该文通过第一性原理计算,初步探索了NaFeO2(NFO)和NaMnO2(NMO)两种构型的构造,并研究了不同铁锰比下的混合焓。结果表明,NaFe3/8Mn5/8O2(NFMO)具有最稳定的热力学结构。随后对NFO、NMO和NFMO构型在钠提取过程中的混合焓和体积变化进行了计算,并给出了过渡金属(TM)和氧气的部分态密度(PDOS)和Bader电荷。
这些计算揭示了铁和锰的协同机制。铁和锰在钠提取过程中可以进行更复杂的电子交换,优化内部电子密度分布和整体电荷平衡,从而稳定晶体结构,减少深度钠提取过程中Fe3+向钠层的迁移。
Fe的3d电子和Mn的3d电子通过共享氧原子的2p轨道在Fe-Mn-O网络中相互作用。这种相互作用可以导致Mn3+原子周围的电子密度重新平衡,减轻由孤立Mn3+的d4构型引起的不对称电子密度分布,并抑制Mn3+的Jahn-Teller效应。此外,铁和锰之间的协同效应可以提供更平衡的电荷分布,减少氧原子电荷状态的极端变化,减少深钠提取过程中阴离子氧化还原反应引起的不可逆氧释放,从而提高材料的稳定性。

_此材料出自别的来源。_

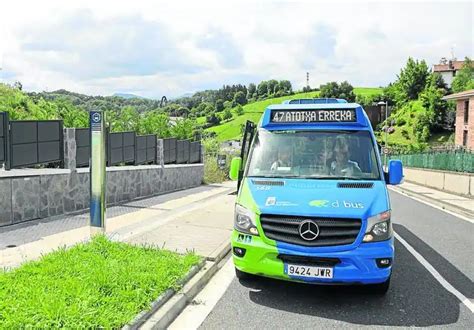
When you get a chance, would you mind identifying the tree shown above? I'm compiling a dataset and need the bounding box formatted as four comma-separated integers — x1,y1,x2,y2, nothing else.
267,79,278,96
222,108,232,120
320,81,355,102
257,80,268,98
112,106,140,132
138,110,171,138
247,83,257,99
206,112,221,125
171,118,196,139
215,99,224,112
338,81,355,102
278,80,293,95
13,81,23,91
451,57,474,93
394,57,430,104
420,73,448,131
235,104,244,116
204,103,216,116
234,91,247,105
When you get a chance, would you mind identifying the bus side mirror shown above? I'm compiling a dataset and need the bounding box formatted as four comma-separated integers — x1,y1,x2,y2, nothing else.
387,160,403,185
229,157,242,181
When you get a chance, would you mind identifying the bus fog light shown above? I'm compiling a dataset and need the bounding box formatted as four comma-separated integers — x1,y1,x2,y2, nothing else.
362,234,374,242
372,221,388,236
375,258,392,268
234,247,246,258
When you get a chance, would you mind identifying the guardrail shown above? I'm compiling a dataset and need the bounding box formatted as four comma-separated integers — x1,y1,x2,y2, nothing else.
390,149,474,173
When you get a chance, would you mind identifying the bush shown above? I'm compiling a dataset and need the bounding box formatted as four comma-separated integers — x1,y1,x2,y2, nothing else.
235,104,244,116
401,128,410,140
395,117,407,126
222,108,232,120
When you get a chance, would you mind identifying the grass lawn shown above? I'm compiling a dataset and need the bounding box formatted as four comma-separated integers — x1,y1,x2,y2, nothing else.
207,87,382,141
0,236,200,329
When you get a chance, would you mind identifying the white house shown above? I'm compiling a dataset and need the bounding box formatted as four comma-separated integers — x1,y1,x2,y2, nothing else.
433,57,464,87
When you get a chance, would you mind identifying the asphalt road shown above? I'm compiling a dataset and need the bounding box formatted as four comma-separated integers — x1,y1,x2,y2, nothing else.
200,192,474,329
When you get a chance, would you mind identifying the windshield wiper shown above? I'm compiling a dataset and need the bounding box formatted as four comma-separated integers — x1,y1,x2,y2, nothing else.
300,175,374,181
247,175,300,179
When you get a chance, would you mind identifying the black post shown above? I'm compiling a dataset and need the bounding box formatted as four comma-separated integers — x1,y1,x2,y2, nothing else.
3,112,12,171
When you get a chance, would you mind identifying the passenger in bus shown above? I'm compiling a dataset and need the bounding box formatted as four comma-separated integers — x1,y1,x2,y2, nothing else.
271,146,292,172
329,136,362,176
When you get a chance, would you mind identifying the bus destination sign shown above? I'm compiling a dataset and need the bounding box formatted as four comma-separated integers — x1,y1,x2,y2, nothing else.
270,109,357,124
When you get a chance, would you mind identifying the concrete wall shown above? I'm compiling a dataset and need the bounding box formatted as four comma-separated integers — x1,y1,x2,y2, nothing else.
0,164,204,226
454,97,474,149
403,167,474,196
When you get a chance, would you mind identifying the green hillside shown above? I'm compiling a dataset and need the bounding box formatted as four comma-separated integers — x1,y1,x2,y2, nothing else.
206,87,382,141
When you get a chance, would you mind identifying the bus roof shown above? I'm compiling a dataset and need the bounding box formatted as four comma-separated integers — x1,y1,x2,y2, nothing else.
259,102,372,130
282,97,347,104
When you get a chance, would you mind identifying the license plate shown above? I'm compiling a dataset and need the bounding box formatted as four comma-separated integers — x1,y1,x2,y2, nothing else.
285,264,333,278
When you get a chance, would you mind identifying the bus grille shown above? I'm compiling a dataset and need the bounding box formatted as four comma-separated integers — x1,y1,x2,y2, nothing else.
260,214,362,247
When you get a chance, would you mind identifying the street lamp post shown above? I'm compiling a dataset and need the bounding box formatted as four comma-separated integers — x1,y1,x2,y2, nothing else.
377,101,388,166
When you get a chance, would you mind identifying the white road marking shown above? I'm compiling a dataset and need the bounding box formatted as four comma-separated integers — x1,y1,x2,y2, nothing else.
389,187,474,224
395,233,474,313
168,258,235,330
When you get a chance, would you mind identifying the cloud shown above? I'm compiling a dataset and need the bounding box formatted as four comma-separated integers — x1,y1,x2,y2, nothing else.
0,0,474,97
21,10,201,79
197,29,244,68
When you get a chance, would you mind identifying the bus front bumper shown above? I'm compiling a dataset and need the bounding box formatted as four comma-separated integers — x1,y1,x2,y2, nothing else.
231,230,394,284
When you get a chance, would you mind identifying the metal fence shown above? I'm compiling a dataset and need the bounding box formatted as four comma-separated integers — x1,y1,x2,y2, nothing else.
76,128,91,167
189,142,201,164
9,120,64,168
176,140,191,164
163,138,177,164
135,135,156,165
107,132,135,166
0,112,201,169
390,149,474,173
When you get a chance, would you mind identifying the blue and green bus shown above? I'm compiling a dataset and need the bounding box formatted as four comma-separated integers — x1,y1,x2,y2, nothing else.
230,99,403,293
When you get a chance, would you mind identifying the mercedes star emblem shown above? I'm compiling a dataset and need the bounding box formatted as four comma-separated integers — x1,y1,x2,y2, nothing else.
298,220,319,241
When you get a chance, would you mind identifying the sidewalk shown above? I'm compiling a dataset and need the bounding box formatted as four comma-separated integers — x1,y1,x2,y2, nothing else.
0,182,235,268
390,182,474,219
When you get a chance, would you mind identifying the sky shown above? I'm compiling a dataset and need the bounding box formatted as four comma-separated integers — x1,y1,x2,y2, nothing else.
0,0,474,98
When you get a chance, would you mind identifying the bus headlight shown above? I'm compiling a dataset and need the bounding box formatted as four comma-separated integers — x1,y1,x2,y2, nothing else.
234,204,258,235
362,211,392,242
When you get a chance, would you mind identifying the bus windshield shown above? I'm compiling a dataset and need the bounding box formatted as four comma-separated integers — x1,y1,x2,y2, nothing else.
247,129,381,180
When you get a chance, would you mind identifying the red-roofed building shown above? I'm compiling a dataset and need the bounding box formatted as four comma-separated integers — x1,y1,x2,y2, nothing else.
443,89,474,150
433,57,464,87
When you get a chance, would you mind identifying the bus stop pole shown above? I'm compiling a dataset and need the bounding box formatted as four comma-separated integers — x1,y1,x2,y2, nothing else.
89,111,106,236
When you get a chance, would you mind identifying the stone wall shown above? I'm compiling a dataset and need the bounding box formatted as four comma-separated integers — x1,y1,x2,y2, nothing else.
0,164,204,226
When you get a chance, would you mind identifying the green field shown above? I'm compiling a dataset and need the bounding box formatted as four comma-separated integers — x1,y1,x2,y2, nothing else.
206,87,382,141
0,236,200,329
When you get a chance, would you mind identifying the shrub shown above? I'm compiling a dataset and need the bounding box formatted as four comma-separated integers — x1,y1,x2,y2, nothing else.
396,117,407,126
401,128,410,140
203,155,227,184
235,104,244,116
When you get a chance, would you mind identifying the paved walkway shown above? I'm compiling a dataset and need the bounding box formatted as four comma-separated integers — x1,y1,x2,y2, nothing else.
0,182,235,268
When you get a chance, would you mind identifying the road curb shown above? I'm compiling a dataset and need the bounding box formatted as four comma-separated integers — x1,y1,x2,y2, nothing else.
122,259,206,330
389,187,474,218
122,243,230,330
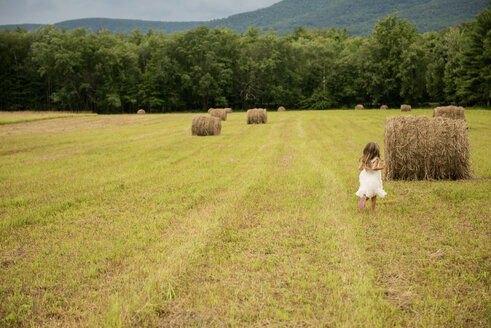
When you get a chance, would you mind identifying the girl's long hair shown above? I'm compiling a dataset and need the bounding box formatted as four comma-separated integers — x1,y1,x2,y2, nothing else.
360,142,380,170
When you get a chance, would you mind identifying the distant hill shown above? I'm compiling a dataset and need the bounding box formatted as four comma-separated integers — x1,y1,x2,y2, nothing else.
0,0,488,35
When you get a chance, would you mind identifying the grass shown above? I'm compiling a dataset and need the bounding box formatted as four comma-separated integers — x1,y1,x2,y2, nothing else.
0,110,491,327
0,111,96,125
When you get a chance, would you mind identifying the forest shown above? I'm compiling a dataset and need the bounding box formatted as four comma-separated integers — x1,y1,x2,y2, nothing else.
0,7,491,113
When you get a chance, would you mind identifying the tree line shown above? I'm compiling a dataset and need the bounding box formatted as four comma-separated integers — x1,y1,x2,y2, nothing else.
0,7,491,113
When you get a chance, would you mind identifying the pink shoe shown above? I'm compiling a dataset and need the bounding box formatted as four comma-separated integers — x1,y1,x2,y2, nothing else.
358,195,367,210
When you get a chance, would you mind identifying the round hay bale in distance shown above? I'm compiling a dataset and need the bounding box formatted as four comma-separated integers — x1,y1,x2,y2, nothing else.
384,115,471,180
433,106,465,121
191,115,222,136
401,104,412,112
210,108,227,121
247,108,268,124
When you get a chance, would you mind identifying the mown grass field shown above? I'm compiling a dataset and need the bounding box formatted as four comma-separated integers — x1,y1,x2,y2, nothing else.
0,111,95,125
0,110,491,327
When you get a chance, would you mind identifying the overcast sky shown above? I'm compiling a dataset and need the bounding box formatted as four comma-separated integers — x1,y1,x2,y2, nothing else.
0,0,280,25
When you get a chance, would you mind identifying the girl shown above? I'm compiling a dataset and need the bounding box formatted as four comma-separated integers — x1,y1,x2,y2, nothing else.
356,142,387,213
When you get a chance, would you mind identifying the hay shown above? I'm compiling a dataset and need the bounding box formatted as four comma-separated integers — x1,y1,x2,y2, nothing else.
433,106,465,121
384,115,471,180
210,108,227,121
191,115,222,136
247,108,268,124
401,104,412,112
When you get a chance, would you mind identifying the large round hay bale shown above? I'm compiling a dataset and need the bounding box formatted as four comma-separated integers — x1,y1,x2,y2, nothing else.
210,108,227,121
247,108,268,124
191,115,222,136
401,104,411,112
384,115,471,180
433,106,465,121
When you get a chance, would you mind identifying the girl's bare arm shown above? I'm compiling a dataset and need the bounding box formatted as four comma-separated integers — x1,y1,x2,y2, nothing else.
372,158,385,171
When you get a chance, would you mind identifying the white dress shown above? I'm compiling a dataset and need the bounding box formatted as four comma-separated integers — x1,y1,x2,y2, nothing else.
356,157,387,198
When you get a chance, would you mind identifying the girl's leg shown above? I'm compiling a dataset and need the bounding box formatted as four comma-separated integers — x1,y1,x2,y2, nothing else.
358,195,367,210
372,196,377,212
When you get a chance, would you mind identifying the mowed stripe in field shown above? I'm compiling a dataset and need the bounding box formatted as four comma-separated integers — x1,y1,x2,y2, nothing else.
0,111,491,327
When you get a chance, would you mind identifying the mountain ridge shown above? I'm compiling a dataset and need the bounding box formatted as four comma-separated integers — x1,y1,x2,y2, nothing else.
0,0,488,35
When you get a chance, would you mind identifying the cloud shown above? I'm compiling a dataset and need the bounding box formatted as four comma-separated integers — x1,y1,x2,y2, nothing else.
0,0,279,24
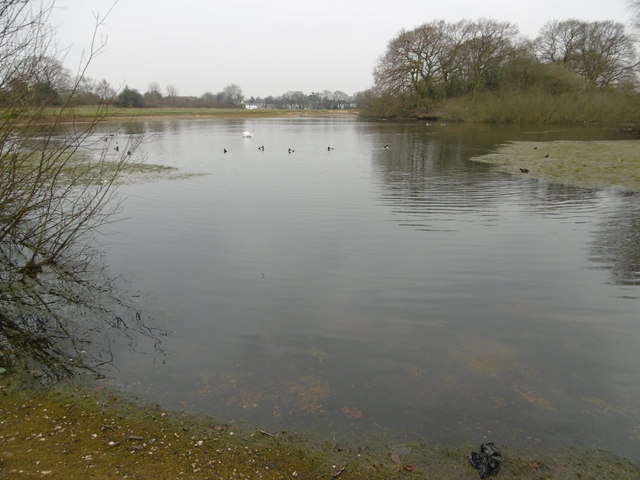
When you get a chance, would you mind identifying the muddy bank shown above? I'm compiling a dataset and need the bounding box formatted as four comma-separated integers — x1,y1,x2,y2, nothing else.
472,140,640,192
0,373,640,480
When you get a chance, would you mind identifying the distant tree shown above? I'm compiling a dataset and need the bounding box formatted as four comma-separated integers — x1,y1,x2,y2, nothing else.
0,0,158,377
627,0,640,32
535,20,638,87
374,20,518,108
115,86,144,108
143,82,162,107
222,83,244,107
282,91,308,109
167,85,178,98
331,90,351,110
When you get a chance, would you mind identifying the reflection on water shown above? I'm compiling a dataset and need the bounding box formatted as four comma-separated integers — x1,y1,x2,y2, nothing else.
94,118,640,457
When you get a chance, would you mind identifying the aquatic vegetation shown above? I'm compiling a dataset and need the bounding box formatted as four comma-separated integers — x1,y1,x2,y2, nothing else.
452,339,518,377
289,375,331,415
471,140,640,191
513,385,558,412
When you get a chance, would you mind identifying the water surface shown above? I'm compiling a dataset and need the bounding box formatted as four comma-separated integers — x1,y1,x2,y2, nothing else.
92,118,640,458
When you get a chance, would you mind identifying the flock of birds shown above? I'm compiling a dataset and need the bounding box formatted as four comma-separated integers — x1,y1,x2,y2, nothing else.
222,131,370,153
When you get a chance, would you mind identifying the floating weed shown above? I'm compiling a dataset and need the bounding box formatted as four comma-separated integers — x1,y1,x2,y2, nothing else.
472,140,640,191
452,339,518,377
0,372,640,480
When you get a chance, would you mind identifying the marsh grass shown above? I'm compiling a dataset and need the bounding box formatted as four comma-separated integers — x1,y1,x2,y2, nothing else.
438,90,640,125
472,140,640,191
37,105,358,122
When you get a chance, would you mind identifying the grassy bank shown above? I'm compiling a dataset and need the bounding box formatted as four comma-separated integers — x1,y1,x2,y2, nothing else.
44,106,358,122
472,140,640,191
438,90,640,126
0,373,640,480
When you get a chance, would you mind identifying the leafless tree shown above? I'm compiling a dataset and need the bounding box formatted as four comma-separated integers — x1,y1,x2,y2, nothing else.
535,20,638,87
0,0,165,377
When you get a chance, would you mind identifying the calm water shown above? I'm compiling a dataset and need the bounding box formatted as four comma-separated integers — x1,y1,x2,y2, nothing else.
87,118,640,458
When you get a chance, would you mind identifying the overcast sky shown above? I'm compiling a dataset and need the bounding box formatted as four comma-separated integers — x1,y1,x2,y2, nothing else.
52,0,630,98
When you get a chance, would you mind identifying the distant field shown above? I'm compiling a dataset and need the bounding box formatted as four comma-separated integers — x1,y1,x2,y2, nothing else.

对铁和锰共掺杂时微观层面的相互作用机制的深入研究,为高性能阴极材料的合理设计和开发提供了有价值的见解。
附:英文原文
Title: Theoretical study on the synergistic mechanism of Fe-Mn in sodium-ion batteries
Author: Mingliang Yuan
Issue&Volume: 2024/07/16
Abstract: This article conducts first-principles calculations to initially explore the construction of two configurations, NaFeO2 (NFO) and NaMnO2 (NMO), and studies the mixing enthalpies under different Fe-Mn ratios. The results indicate that NaFe3/8Mn5/8O2 (NFMO) exhibits the most thermodynamically stable structure. Subsequent calculations on the mixing enthalpies and volume changes during the sodium extraction process for NFO, NMO, and NFMO configurations are presented, along with the partial density of states (PDOS) and Bader charges of transition metals (TM) and oxygen. These calculations reveal the synergistic mechanism of Fe and Mn. Fe and Mn can engage in more complex electron exchanges during sodium extraction, optimizing the internal electron density distribution and overall charge balance, thereby stabilizing the crystal structure and reducing the migration of Fe3+ to the sodium layers during deep sodium extraction. The interaction between Fe’s 3d electrons and Mn’s 3d electrons through the shared oxygen atoms’ 2p orbitals occurs in the Fe-Mn-O network. This interaction can lead to a rebalancing of the electron density around Mn3 atoms, mitigating the asymmetric electron density distribution caused by the d4 configuration of the lone Mn3 and suppressing the Jahn-Teller effect of Mn3+. Moreover, the synergistic effects between Fe and Mn can provide a more balanced charge distribution, reducing extreme changes to the charge state of oxygen atoms and decreasing the irreversible oxygen release caused by anionic redox reactions during deep sodium extraction, thereby enhancing the material’s stability. This in-depth study of the interaction mechanism at the microscopic level when co-doping Fe and Mn offers valuable insights for the rational design and development of high-performance cathode materials.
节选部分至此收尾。